Reynolds sabía que Fisher estaba en lo cierto. ¿Cómo se demuestra que alguien no ha hecho algo? Muchos de los medios que los hombres de Buchanan habrían empleado en beneficio propio probablemente fueran iguales a los que cualquier político utilizaba de forma legítima. Lo importante era la motivación; por qué alguien hacía algo, no cómo lo hacía. El «por qué» era ilegal, si bien el «cómo» no. Era como cuando un jugador de baloncesto no se esfuerza al máximo porque le han untado la mano.
– ¿Dirige Buchanan esas empresas desconocidas donde esos ex políticos desconocidos obtienen trabajo? ¿Quizá es accionista? ¿Aportó él el capital? ¿Tiene algún negocio con cualquiera de ellas?
– Hablas como un abogado defensor -comentó Reynolds, exaltada.
– Ésa es precisamente mi intención.
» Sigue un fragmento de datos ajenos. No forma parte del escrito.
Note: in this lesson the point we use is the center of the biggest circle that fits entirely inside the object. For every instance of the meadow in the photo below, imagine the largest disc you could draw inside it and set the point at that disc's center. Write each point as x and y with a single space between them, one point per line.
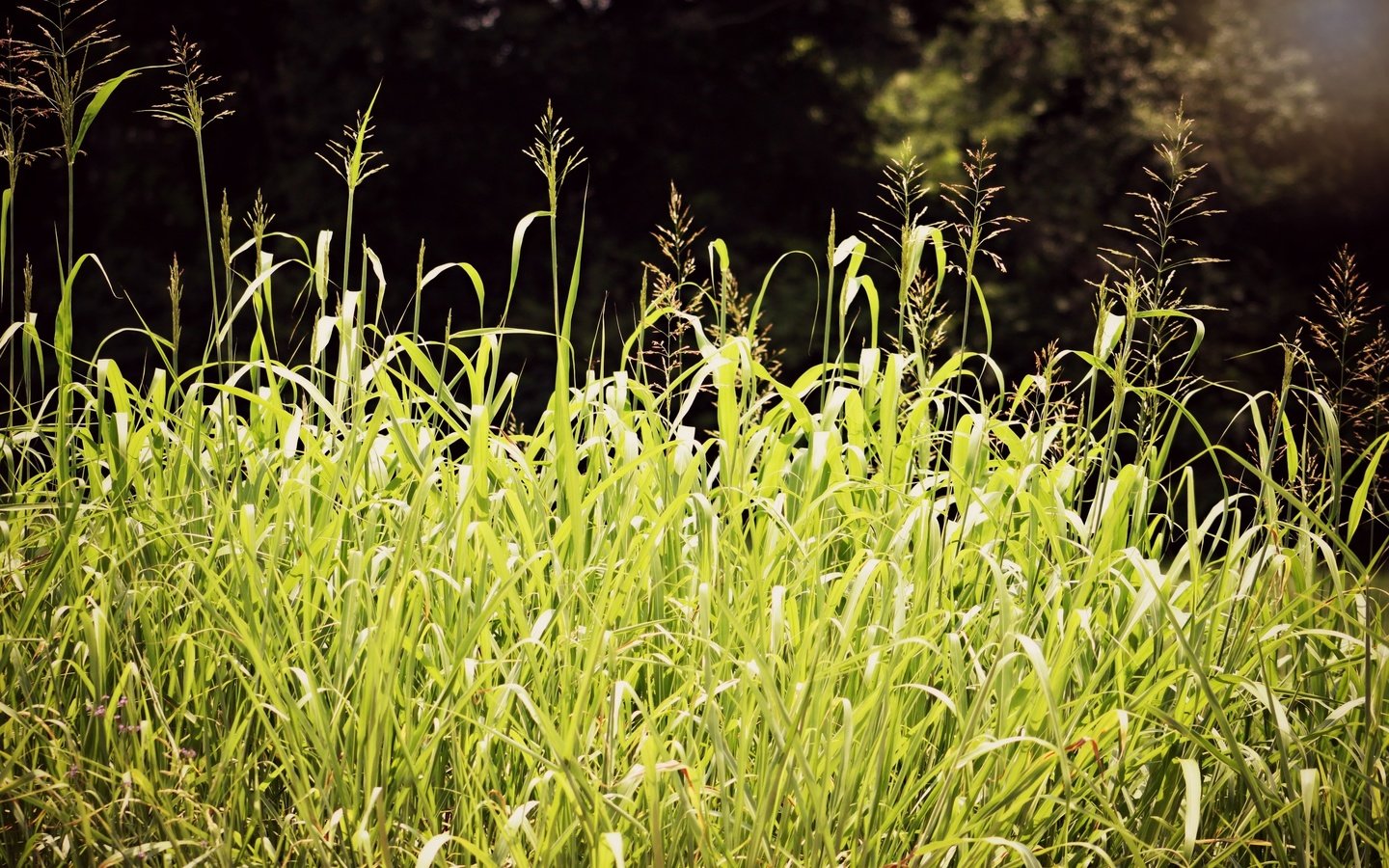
335 605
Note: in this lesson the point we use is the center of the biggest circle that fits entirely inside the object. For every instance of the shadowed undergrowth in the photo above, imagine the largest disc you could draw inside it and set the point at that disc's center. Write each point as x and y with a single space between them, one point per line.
883 612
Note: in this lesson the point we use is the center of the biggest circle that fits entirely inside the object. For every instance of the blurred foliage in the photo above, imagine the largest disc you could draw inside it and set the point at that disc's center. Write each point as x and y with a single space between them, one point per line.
767 114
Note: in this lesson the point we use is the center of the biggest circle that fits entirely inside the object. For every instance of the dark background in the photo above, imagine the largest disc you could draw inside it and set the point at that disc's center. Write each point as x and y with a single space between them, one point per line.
767 114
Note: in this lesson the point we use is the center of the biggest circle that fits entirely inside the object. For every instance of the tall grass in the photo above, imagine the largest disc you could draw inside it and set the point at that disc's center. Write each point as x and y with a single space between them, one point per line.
886 612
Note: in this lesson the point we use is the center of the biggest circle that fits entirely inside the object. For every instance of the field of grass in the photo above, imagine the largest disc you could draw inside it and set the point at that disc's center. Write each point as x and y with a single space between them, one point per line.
347 610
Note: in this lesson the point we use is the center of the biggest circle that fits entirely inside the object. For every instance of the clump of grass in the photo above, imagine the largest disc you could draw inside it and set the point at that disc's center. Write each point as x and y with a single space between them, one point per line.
883 612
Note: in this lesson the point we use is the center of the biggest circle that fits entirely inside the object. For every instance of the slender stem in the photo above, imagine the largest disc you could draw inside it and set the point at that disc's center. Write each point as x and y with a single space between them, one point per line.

Porque ése es el tipo de preguntas que tendrás que responder.
– No hemos descubierto pruebas que incriminen a Buchanan de forma directa.
– Entonces, ¿en qué basas tus conclusiones? ¿Qué pruebas tienes de que existe alguna conexión?
Reynolds comenzó a hablar pero se calló. Se ruborizó e, inquieta, partió por la mitad el lápiz que tenía entre los dedos.
– Deja que yo mismo responda -dijo Fisher-: Faith Lockhart, la testigo desaparecida.
– La encontraremos, Paul. Y entonces proseguiremos.
– ¿Y si no la encuentras?
– Buscaremos una alternativa.
– ¿Serías capaz de determinar las identidades de los funcionarios sobornados por separado?